Posted Feb 11, 2008 at 10:38am

Bush on Fox News Sunday

President Bush was on Fox News Sunday this weekend, talking about his legacy – and his legacy's impact on the upcoming election:

More from the interview:

WALLACE : Mr. President, as your time in office winds down, you're getting some harsh assessments, even from some loyal Republicans. I'd like to read you one if I might.

Reagan speechwriter Peggy Noonan wrote, "George W. Bush destroyed the Republican Party, by which I mean he sundered it, broke its constituent pieces apart and set them against each other. He did this on spending, the size of government, war, the ability to prosecute war, immigration and other issues."

How do you respond?

BUSH: I respectfully disagree with my friend Peggy Noonan.

History will be the judge of an administration and I — when you make tough decisions like I have had to make, you obviously ruffle some feathers and I can understand why people would disagree with some of the decisions I made.

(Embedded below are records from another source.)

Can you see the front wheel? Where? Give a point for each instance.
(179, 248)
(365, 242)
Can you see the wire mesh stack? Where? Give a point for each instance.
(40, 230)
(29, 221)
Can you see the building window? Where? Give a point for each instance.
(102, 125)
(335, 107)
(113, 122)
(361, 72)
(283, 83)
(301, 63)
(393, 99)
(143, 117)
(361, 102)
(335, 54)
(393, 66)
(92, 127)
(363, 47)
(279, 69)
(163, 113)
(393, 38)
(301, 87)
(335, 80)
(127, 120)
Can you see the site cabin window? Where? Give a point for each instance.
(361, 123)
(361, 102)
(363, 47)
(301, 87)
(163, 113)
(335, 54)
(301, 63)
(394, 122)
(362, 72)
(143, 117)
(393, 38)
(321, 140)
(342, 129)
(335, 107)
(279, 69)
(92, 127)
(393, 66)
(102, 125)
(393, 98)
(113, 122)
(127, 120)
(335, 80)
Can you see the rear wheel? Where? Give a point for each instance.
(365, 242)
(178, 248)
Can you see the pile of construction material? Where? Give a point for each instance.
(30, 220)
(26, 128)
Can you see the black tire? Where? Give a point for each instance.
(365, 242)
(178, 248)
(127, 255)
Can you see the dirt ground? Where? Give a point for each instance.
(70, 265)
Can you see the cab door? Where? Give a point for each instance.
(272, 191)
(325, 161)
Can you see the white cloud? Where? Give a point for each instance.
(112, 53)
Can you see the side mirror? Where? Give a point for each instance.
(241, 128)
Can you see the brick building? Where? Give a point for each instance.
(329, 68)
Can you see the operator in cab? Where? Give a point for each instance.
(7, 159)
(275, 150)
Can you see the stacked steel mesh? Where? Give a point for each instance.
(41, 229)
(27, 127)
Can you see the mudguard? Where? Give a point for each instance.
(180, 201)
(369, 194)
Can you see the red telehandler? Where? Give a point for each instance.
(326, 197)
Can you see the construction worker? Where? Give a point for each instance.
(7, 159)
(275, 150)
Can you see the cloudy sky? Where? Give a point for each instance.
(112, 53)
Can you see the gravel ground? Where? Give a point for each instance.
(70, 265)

On the other hand, when you really think about it, we haven't had an attack on America. We have inherited a recession and had 52 months of uninterrupted job growth which is a record.

Wages up, productivity up. Look, I feel good about my record. But look, it's impossible for short term historians to objectively analyze it. I know that.

WALLACE: Let me ...

BUSH: I saw in CPAC the other day something interesting. That I read three books on Washington in the last couple years and they're still analyzing the first guy. What do I have to worry about?

It's going to take a long time to figure it out and so this is all — I could give you a whole, I could give you reams of books about criticisms of my administration. I understand this. It comes with the territory.

WALLACE: Let me ask you about one specific area, following up.

And the idea is that the principles you advanced were in at least some cases undermined by the way they were executed.

Cory Shockey (ph), who was a professor at West Point and served on your National Security Council, wrote this. "I fear that the biggest foreign policy legacy of the Bush administration will be that it delegitimized its own strategy. Whether you're talking about the democratization agenda, or the idea of preventive war and regime change. He says that, in other words, after Iraq, that the country would not permit another preventive war even if we should have one.

BUSH: Well, I don't know whether this person — sorry, I don't know who that person is. She may have worked for me but I don't think she ever worked in the Oval Office.

Secondly, I don't know where she was on the Iraq decision to remove Saddam Hussein but I strongly believe it's the right decision. It was the right decision then and it's the right decision today to have removed Saddam Hussein.

And secondly I believe the Iraq democracy is going to take hold and — it's very hard to write the future history of America before the current history hasn't been fully written.